3. Call the SDK through LiteLLM

JavaScript/TypeScript
Python
curl

index.js
const { GoogleGenAI } = require("@google/genai");

const ai = new GoogleGenAI({
  apiKey: "sk-1234",  // LiteLLM virtual key (not a Google key)
  httpOptions: {
    baseUrl: "http://localhost:4000/gemini",  // LiteLLM proxy URL
  },
});

async function main() {
  const response = await ai.models.generateContent({
    model: "gemini-2.5-flash",
    contents: "Explain how AI works",
  });
  console.log(response.text);
}

main();

main.py
from google import genai

client = genai.Client(
    api_key="sk-1234",  # LiteLLM virtual key (not a Google key)
    http_options={"base_url": "http://localhost:4000/gemini"},  # LiteLLM proxy URL
)

response = client.models.generate_content(
    model="gemini-2.5-flash",
    contents="Explain how AI works",
)
print(response.text)

curl "http://localhost:4000/gemini/v1beta/models/gemini-2.5-flash:generateContent?key=sk-1234" \
  -H 'Content-Type: application/json' \
  -X POST \
  -d '{
    "contents": [{
      "parts": [{"text": "Explain how AI works"}]
    }]
  }'

Streaming

JavaScript/TypeScript
Python

streaming.js
const { GoogleGenAI } = require("@google/genai");

const ai = new GoogleGenAI({
  apiKey: "sk-1234",
  httpOptions: {
    baseUrl: "http://localhost:4000/gemini",
  },
});

async function main() {
  const response = await ai.models.generateContentStream({
    model: "gemini-2.5-flash",
    contents: "Write a short poem about the ocean",
  });

  for await (const chunk of response) {
    process.stdout.write(chunk.text);
  }
}

main();

streaming.py
from google import genai

client = genai.Client(
    api_key="sk-1234",
    http_options={"base_url": "http://localhost:4000/gemini"},
)

response = client.models.generate_content_stream(
    model="gemini-2.5-flash",
    contents="Write a short poem about the ocean",
)

for chunk in response:
    print(chunk.text, end="")

Multi-turn Chat

JavaScript/TypeScript
Python

chat.js
const { GoogleGenAI } = require("@google/genai");

const ai = new GoogleGenAI({
  apiKey: "sk-1234",
  httpOptions: {
    baseUrl: "http://localhost:4000/gemini",
  },
});

async function main() {
  const chat = ai.chats.create({
    model: "gemini-2.5-flash",
  });

  const response1 = await chat.sendMessage({ message: "I have 2 dogs and 3 cats." });
  console.log(response1.text);

  const response2 = await chat.sendMessage({ message: "How many pets is that in total?" });
  console.log(response2.text);
}

main();

chat.py
from google import genai

client = genai.Client(
    api_key="sk-1234",
    http_options={"base_url": "http://localhost:4000/gemini"},
)

chat = client.chats.create(model="gemini-2.5-flash")
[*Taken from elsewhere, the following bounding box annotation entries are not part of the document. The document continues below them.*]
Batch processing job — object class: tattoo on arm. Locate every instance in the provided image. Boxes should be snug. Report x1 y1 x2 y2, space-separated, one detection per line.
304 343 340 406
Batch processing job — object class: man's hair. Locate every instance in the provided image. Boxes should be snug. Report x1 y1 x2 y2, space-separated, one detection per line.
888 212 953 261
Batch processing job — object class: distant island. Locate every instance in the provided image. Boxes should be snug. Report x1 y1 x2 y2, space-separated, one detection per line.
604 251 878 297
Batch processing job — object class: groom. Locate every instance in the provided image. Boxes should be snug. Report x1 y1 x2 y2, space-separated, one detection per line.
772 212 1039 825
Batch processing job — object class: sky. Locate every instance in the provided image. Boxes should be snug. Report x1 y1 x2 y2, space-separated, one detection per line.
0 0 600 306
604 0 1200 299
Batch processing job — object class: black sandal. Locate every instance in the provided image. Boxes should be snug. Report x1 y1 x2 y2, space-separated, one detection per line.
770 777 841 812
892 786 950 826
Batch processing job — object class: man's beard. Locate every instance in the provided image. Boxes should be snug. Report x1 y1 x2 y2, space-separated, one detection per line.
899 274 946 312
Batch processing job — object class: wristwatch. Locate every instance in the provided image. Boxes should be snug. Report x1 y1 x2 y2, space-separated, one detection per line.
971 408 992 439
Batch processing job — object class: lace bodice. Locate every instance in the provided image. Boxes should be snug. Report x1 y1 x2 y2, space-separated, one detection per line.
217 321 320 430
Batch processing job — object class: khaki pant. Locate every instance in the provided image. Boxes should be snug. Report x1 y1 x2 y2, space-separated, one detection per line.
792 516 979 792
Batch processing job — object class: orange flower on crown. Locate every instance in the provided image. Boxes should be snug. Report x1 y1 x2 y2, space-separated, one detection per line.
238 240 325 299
response1 = chat.send_message("I have 2 dogs and 3 cats.")
print(response1.text)

response2 = chat.send_message("How many pets is that in total?")
print(response2.text)

Advanced: Use Any Model with the GenAI SDK

By default, the GenAI SDK talks to Gemini models. But with LiteLLM's router, you can route GenAI SDK requests to any provider — Anthropic, OpenAI, Bedrock, etc.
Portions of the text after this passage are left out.